10
votes

I am trying to convert the following code to SSE/AVX:

float x1, x2, x3;
float a1[], a2[], a3[], b1[], b2[], b3[];
for (i=0; i < N; i++)
{
    if (x1 > a1[i] && x2 > a2[i] && x3 > a3[i] && x1 < b1[i] && x2 < b2[i] && x3 < b3[i])
    {
        // do something with i
    }
}

Here N is a small constant, let's say 8. The if(...) statement evaluates to false most of the time.

First attempt:

__m128 x; // x1, x2, x3, 0
__m128 a[N]; // packed a1[i], a2[i], a3[i], 0 
__m128 b[N]; // packed b1[i], b2[i], b3[i], 0

for (int i = 0; i < N; i++)
{
    __m128 gt_mask = _mm_cmpgt_ps(x, a[i]);
    __m128 lt_mask = _mm_cmplt_ps(x, b[i]);
    __m128 mask = _mm_and_ps(gt_mask, lt_mask);
    if (_mm_movemask_epi8 (_mm_castps_si128(mask)) == 0xfff0)
    {
        // do something with i
    }
}

This works, and is reasonably fast. The question is, is there be a more efficient way of doing this? In particular, if there is a register with results from SSE or AVX comparisons on floats (which put 0xffff or 0x0000 in that slot), how can the results of all the comparisons be (for example) and-ed or or-ed together, in general? Is PMOVMSKB (or the corresponding _mm_movemask intrinsic) the standard way to do this?

Also, how can AVX 256-bit registers be used instead of SSE in the code above?

EDIT:

Tested and benchmarked a version using VPTEST (from _mm_test* intrinsic) as suggested below.

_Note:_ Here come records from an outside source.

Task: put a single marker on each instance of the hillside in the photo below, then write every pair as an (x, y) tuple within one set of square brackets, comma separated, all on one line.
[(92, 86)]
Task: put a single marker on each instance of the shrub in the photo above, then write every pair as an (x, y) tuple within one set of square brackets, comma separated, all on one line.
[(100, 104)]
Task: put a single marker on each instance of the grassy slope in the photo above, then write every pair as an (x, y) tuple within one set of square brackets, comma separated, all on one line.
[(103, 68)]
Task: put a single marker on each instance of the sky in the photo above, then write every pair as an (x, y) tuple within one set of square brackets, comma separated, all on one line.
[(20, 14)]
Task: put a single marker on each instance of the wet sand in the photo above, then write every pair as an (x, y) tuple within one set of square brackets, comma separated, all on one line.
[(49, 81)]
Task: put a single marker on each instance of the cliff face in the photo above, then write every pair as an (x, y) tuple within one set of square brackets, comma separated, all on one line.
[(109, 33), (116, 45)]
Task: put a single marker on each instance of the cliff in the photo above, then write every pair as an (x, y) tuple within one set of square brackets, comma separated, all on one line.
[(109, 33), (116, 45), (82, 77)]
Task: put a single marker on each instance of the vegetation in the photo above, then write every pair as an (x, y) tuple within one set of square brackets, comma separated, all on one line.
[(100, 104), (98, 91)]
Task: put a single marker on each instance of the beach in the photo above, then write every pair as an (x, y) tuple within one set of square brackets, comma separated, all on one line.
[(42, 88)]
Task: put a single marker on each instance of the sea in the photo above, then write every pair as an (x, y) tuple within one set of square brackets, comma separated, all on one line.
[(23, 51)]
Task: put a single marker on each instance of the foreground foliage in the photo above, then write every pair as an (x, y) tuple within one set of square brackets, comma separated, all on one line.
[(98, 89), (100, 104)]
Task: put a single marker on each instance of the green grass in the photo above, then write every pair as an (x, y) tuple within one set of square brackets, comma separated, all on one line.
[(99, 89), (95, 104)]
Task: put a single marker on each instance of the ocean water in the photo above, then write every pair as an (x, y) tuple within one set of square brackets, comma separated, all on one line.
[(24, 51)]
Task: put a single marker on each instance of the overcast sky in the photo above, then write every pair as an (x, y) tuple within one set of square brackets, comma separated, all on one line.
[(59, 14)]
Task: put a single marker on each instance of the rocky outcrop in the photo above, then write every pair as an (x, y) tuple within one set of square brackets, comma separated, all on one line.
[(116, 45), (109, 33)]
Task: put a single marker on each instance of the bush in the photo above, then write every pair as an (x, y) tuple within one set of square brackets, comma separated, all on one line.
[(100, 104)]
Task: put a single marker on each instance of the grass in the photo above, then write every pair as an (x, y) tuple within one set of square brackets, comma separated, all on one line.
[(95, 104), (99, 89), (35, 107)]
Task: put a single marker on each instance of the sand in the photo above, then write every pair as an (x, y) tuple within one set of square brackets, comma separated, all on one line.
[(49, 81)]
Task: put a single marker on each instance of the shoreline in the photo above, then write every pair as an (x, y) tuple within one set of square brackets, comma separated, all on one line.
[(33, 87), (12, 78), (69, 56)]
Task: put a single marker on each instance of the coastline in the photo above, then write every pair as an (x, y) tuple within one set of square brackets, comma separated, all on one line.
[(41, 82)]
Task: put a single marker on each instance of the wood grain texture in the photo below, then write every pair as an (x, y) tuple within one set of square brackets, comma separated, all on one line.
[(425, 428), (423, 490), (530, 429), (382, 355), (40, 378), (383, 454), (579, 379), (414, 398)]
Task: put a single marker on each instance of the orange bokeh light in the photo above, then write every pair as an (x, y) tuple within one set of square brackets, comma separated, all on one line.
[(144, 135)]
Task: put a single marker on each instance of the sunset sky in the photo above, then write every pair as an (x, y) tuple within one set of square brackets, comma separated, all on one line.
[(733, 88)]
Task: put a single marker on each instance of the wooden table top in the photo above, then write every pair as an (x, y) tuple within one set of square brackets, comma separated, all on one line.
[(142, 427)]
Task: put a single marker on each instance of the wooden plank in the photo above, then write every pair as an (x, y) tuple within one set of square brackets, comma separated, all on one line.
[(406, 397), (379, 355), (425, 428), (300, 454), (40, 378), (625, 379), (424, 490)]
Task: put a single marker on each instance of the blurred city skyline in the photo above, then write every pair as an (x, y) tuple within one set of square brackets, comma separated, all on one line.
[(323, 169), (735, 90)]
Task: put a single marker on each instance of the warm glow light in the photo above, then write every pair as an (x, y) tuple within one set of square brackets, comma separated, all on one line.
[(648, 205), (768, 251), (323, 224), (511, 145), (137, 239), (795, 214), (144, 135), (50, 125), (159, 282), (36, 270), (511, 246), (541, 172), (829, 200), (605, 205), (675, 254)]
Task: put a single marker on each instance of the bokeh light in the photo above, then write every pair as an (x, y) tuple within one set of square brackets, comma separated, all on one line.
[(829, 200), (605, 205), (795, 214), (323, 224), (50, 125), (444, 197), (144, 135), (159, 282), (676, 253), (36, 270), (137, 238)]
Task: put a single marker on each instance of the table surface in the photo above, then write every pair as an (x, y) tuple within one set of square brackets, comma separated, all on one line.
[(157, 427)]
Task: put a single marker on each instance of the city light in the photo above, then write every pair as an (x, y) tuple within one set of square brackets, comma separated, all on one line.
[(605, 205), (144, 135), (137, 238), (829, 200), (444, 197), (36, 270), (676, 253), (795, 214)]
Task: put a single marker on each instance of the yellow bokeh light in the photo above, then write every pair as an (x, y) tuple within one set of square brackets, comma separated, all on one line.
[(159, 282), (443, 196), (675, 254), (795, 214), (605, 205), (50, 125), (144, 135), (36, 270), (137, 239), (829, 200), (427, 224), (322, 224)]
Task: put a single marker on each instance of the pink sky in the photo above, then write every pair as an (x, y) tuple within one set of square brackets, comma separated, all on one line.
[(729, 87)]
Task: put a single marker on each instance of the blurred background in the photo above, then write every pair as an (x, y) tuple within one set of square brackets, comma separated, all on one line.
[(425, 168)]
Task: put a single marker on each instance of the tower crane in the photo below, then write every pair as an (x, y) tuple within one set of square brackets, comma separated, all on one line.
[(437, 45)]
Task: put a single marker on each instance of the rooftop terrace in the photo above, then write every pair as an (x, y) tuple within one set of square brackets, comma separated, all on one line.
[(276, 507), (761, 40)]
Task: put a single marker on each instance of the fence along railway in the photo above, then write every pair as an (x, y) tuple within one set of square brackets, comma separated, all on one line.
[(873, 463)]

__m128 x; // x1, x2, x3, 0
__m128 a[N]; // packed a1[i], a2[i], a3[i], 0
__m128 b[N]; // packed b1[i], b2[i], b3[i], 0
__m128i ref_mask = _mm_set_epi32(0xffff, 0xffff, 0xffff, 0x0000);

for (int i = 0; i < N; i++)
{
    __m128 gt_mask = _mm_cmpgt_ps(x, a[i]);
    __m128 lt_mask = _mm_cmplt_ps(x, b[i]);
    __m128 mask = _mm_and_ps(gt_mask, lt_mask);
    if (_mm_testc_si128(_mm_castps_si128(mask), ref_mask))
    {
        // do stuff with i
    }
}

This also works, and is fast. Benchmarking this (Intel i7-2630QM, Windows 7, cygwin 1.7, cygwin gcc 4.5.3 or mingw x86_64 gcc 4.5.3, N=8) shows this to be identical speed to the code above (within less than 0.1%) on 64bit. Either version of the inner loop runs in about 6.8 clocks average on data which is all in cache and for which the comparison returns always false.

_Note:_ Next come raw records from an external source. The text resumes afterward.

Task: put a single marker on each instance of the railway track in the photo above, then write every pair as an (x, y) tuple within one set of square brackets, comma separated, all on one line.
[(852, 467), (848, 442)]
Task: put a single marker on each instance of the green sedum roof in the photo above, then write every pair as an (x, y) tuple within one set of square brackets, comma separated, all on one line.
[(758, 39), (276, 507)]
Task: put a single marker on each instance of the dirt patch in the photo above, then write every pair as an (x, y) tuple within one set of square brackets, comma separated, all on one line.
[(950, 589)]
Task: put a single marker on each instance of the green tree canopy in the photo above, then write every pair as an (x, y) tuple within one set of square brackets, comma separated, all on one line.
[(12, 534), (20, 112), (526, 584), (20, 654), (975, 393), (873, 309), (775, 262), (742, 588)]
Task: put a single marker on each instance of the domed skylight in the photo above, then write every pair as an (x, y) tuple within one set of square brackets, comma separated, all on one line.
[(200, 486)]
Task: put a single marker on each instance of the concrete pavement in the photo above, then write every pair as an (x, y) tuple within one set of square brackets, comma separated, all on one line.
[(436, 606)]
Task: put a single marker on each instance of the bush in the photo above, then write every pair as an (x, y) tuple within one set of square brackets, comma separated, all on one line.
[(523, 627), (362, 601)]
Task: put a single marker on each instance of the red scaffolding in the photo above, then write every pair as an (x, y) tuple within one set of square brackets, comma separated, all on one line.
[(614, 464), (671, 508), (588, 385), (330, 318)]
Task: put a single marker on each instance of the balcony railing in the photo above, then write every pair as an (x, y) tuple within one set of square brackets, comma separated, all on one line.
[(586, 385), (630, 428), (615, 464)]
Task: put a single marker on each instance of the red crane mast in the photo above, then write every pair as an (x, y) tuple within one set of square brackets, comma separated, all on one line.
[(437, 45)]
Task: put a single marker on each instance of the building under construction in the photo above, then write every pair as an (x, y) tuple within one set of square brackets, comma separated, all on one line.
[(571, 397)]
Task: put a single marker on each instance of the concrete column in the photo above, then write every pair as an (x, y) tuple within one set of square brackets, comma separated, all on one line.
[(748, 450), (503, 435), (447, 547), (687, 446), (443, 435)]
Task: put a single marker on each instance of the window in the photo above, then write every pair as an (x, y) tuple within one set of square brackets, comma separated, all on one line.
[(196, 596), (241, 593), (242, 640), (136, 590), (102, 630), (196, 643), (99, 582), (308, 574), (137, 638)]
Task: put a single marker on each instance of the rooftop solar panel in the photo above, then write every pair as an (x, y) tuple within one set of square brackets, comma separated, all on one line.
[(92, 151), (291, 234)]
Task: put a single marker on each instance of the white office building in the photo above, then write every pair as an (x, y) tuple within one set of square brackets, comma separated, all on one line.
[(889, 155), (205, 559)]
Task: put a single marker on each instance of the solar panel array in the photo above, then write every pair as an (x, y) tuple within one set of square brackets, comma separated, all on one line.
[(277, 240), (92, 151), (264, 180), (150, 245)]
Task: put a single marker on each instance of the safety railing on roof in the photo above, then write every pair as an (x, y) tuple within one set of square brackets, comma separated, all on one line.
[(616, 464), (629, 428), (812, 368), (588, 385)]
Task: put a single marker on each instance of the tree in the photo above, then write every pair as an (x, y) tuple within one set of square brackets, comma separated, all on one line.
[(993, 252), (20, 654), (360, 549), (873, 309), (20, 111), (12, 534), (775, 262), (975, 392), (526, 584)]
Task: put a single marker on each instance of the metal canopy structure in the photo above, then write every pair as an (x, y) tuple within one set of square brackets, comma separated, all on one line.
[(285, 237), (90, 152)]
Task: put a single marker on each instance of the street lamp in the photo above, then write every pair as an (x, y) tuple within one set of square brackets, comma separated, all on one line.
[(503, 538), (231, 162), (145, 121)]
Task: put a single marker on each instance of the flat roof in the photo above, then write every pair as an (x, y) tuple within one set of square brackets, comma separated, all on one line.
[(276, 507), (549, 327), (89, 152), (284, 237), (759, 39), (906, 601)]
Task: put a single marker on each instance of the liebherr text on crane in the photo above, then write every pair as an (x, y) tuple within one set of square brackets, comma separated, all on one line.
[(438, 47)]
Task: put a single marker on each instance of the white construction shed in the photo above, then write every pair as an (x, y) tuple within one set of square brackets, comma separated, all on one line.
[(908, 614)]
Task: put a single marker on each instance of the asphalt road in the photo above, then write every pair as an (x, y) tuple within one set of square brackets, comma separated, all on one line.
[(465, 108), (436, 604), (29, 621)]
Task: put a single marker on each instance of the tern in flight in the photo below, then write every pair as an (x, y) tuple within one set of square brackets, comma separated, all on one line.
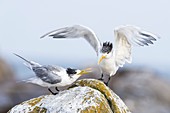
[(110, 59), (52, 76)]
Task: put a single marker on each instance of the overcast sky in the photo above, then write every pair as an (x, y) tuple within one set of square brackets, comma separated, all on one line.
[(22, 22)]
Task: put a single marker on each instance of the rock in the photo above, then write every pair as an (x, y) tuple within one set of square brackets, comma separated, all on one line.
[(84, 96)]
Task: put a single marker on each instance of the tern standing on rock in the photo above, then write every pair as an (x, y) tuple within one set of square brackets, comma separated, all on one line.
[(109, 59), (52, 76)]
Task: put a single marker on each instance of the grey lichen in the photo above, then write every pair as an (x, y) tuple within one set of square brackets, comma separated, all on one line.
[(84, 96)]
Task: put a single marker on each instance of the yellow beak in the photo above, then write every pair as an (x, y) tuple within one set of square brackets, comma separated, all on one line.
[(101, 58), (85, 71)]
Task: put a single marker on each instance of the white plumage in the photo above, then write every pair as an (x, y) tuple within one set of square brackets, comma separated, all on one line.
[(52, 76)]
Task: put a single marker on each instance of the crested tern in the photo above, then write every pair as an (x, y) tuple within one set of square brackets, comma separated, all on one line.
[(110, 59), (52, 76)]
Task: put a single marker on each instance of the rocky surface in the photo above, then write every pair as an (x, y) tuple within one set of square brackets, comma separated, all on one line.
[(85, 96)]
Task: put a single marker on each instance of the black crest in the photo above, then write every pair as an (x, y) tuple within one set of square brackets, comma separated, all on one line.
[(71, 71), (107, 47)]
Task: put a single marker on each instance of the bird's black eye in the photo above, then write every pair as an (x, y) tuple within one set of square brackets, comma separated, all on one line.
[(71, 71), (107, 47)]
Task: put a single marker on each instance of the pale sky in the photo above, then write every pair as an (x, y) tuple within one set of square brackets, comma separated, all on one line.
[(22, 22)]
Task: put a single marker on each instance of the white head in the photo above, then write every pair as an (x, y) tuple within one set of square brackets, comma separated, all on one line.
[(75, 73), (106, 51)]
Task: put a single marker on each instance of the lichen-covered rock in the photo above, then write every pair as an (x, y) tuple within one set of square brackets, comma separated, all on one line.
[(84, 96)]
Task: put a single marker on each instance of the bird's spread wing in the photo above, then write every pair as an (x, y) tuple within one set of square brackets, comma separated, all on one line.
[(125, 38), (48, 74), (76, 31)]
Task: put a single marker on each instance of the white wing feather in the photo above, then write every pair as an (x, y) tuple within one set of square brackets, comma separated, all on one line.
[(125, 38), (77, 31)]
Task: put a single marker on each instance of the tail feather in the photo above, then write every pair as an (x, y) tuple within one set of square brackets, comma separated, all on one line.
[(29, 64)]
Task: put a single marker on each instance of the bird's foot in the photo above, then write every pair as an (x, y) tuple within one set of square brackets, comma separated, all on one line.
[(106, 83), (101, 79), (52, 91)]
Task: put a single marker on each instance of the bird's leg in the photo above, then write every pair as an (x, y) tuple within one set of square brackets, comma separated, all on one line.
[(101, 78), (52, 92), (108, 81), (56, 89)]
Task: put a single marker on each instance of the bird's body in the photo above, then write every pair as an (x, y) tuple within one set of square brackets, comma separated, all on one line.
[(110, 59), (62, 80), (108, 66), (53, 76)]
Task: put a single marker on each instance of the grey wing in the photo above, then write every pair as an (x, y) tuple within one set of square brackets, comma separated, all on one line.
[(47, 75), (77, 31), (125, 38)]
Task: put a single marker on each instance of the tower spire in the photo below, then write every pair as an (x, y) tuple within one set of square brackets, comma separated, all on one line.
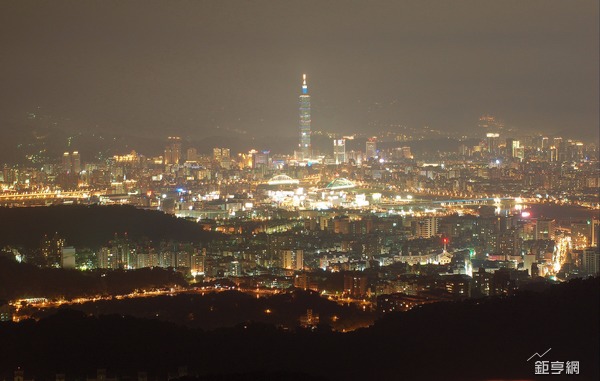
[(304, 85)]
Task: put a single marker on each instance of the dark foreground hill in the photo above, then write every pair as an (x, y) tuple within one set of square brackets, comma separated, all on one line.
[(93, 225), (473, 340)]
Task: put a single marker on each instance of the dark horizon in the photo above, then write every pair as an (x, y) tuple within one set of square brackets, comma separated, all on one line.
[(205, 68)]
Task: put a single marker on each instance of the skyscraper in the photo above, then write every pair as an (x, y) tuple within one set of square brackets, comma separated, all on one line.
[(305, 148), (339, 151), (371, 148)]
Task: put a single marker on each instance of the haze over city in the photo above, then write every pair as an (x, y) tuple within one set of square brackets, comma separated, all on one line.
[(299, 190), (209, 68)]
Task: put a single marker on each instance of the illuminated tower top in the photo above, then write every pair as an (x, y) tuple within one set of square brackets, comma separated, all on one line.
[(304, 85), (304, 145)]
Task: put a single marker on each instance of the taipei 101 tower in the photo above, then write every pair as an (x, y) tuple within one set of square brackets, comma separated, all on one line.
[(305, 151)]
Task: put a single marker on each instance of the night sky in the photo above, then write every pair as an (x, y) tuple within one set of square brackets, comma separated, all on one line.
[(202, 68)]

Interestingly, on 32bit, the _mm_test version runs about 10% slower. It turns out that the compiler spills the masks after loop unrolling and has to re-read them back; this is probably unnecessary and can be avoided in hand-coded assembly.

Which method to choose? It seems that there is no compelling reason to prefer VPTEST over VMOVMSKPS. Actually, there is a slight reason to prefer VMOVMSKPS, namely it frees up a xmm register which would otherwise be taken up by the mask.

2

2 Answers

12
votes

If you're working with floats, you generally want to use MOVMSKPS (and the corresponding AVX instruction VMOVMSKPS) instead of PMOVMSKB.

That aside, yes, this is one standard way of doing this; you can also use PTEST (VPTEST) to directly update the condition flags based on the result of an SSE or AVX AND or ANDNOT.

2
votes

To address your editted version:

If you're going to directly branch on the result of PTEST, it's faster to use it than to MOVMSKPS to a GP reg, and then do a TEST on that to set the flags for a branch instruction. On AMD CPUs, moving data between vector and integer domains is very slow (5 to 10 cycle latency, depending on the CPU model).

As far as needing an extra register for PTEST, you often don't. You can use the same value as both args, like with the regular non-vector TEST instruction. (Testing foo & foo is the same as testing foo).

In your case, you do need to check that all the vector elements are set. If you reversed the comparison, and then OR the result together (so you're testing !(x1 < a1[i]) || !(x2 < a2[i]) || ...) you'd have vectors you needed to test for all zero, rather than for all ones. But dealing with the low element is still problematic. If you needed to save a register to avoid needing a vector mask for PTEST / VTESTPS, you could right-shift the vector by 4 bytes before doing a PTEST and branching on it being all-zero.

AVX introduced VTESTPS, which I guess avoids the possible float -> int bypass delay. If you used any int-domain instructions to generate inputs for a test, though, you might as well use (V)PTEST. (I know you were using intrinsics, but they're a pain to type and look at compared to mnemonics.)